スネア・ドラムを買ってみたいけど、メイプル、バーチ、スティール、ブラス……結局違いって何? そんな疑問に答えるべく、ドラム・マガジン2018年3月号“スネア大特集号”より、スネアの材による音の傾向をまとめた“スネア材質図鑑”のWeb版が登場! 木材編と金属編に分けて、材質による違いを紹介していきます!

この企画はリズム&ドラム・マガジン2018年3月号の内容を一部再編集したものです。

=スネア材質図鑑 -金属編- 目次=

木材編はこちら

番外編はこちら

1.よく聞くシェル材
 -Steel -スティール-
 -Brass -ブラス-
 -Copper -コパー/カッパー-
 -Bronze -ブロンズ-
 -Aluminum -アルミニウム-
 -Bell Bronze/Bell Brass -ベルブロンズ/ベルブラス-
 -Titanium -チタン-
 -Stainless Steel -ステンレス・スティール-

2.ラディック・オリジナル合金“Ludalloy”の謎

Steel -スティール-

メタル・シェルのスタンダード

鉄を主成分とする合金で、日本では長年メタル・シェルのスタンダードとされてきた材。しかし、欧米のメーカーで主要なシェル材として扱われるようになったのは、意外にも最近のような気がします。ちなみに、フープ、テンション・ボルトなどのパーツ類は古くからスティール製のものが多いです。

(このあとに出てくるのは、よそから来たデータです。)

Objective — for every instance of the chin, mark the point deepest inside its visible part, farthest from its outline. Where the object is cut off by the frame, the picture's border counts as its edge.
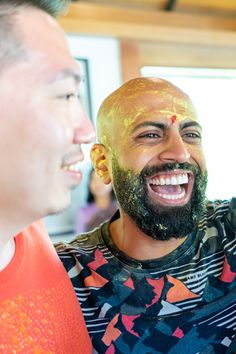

  • Yamaha SD-065MG......Yamahaのスティール・スネアといえば、コージー・パウエルが愛用したSD-065MGや現行ステージカスタム。高域の嫌味な成分が少なく、発音が良く、まとまりが良いのが共通した印象。

材自体の価格ゆえ、以前はエントリー・クラスのイメージがあったものの、近年は高価なものも出てきていて、実力のある今後も伸びしろのありそうな材です。ただし錆びやすいため、メッキをかけたり不動態層を作るなどの処理が必須で、スネアのシェルとしてはクローム・メッキ、ブラックニッケル・メッキをかけたものが一般的。明るくストレートな、いかにも金属らしいサウンド。

Brass -ブラス-

太くてリッチ
明るく華やかなサウンド

黄銅または真鍮とも呼ばれるメタル・シェルのスタンダードかつ王様的な材。スティールの項でも触れたように、日本ではスティールを標準とする向きがありますが、70 年代頃まで欧米ではブラスが主流であり、歴史を考えると、こちらを標準とする方がしっくりきます。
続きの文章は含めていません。